Avisados estamos. Palabras del diputado cristiano Gonzalo Ramírez, anteriormente “mano derecha” del actual candidato del Partido Liberación Nacional, Antonio Álvarez: “Dios tiene el poder de llevarnos ahí para que nosotros como Iglesia ejerzamos gobierno” ( La Nación, 26/6/17). Es el actual presidente de la Asamblea Legislativa, un pastor evangélico.
La Constitución Política exige ser del estado seglar a otras altas autoridades (presidente, ministros, jueces), prohibición que, lamentablemente, no incluye a los candidatos a diputados.
Sala IV y clérigos. Para colmo de incongruencias, a inicios de la actual administración la Sala Constitucional avaló a un ministro que ejercía como obispo de cierto credo protestante. Es aberrante cuán tenue parece ser para la Sala la necesaria línea de separación entre el poder político y el superpoder ideológico representado por las distintas religiones.
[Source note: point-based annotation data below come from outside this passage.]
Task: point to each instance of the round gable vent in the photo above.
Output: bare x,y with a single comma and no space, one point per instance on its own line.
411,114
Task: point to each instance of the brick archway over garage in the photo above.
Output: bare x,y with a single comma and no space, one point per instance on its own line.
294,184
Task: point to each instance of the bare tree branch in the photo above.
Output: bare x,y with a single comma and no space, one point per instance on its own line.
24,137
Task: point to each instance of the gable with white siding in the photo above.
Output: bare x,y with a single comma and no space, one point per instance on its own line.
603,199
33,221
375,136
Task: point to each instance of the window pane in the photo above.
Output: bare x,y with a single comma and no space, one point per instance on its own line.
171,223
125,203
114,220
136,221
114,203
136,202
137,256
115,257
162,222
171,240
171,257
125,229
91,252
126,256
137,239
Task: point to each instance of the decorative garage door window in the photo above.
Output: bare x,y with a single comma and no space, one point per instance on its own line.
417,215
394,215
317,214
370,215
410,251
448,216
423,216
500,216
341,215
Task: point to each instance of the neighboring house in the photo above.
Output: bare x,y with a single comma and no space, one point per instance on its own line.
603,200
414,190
Si en el pasado constitucional se vio la necesidad de delimitar sus esferas de acción, prohibiendo al clero católico acceder a altos cargos estatales, fue por la experiencia histórica propia y mundial que demostraba cuán ominoso puede ser para una sociedad cuando los jerarcas de un credo religioso se hacen también con el poder político.
Las cosas han cambiado hoy con la existencia de una sociedad costarricense más diversa y numerosa en lo religioso. Sobra decir que para evitar venideros conflictos entre todos esos grupos y amenazar la cohesión social, el Estado costarricense debe generalizar la prohibición constitucional a todo clérigo, independientemente del credo religioso que ejerza y propugne: otra razón más para establecer pronto el Estado laico.
Religión y sociedad. Durante gran parte de los dos siglos anteriores, el exagerado poder de que disfrutó la Iglesia Católica permitió una Costa Rica en la que no ser católico era carecer de derechos fundamentales: no había Registro Civil, por lo cual dicha Iglesia controlaba todo, de la cuna al osario; la inhumación en un cementerio era inaccesible para todo aquel calificado de “hereje” o aun para católicos muertos en circunstancias “anormales” (sin confesión, en “concubinato escandaloso”, suicidas, etc.); el único matrimonio válido, respetable, era el católico y el civil, ya legalizado, era muy mal visto. Y de divorcio, nada; ni pensar siquiera en la existencia de la figura legal de las parejas heterosexuales de hecho, como ahora.
Los hijos “válidos” para todos los efectos eran solo los habidos en el matrimonio bendecido por la Iglesia: los otros eran los “ilegítimos”, los “naturales” o, muy groseramente, los “bastardos”.
Con el tiempo, llegó el cambio: no por iniciativa de la Iglesia misma, sino por la sociedad civil, por ella misma o por influencia extranjera, conforme la doctrina de los derechos humanos fue extendiéndose por todo el orbe.
Vuelta al pasado. El punto cardinal que guía los dichos y acciones de los pastores evangélicos es la idea de que el poder político de los gobernantes proviene de Dios. Esto es abonarse a tiempos no tan remotos en los que papas, reyes y emperadores se legitimaban con ese argumento, hoy totalmente desacreditado.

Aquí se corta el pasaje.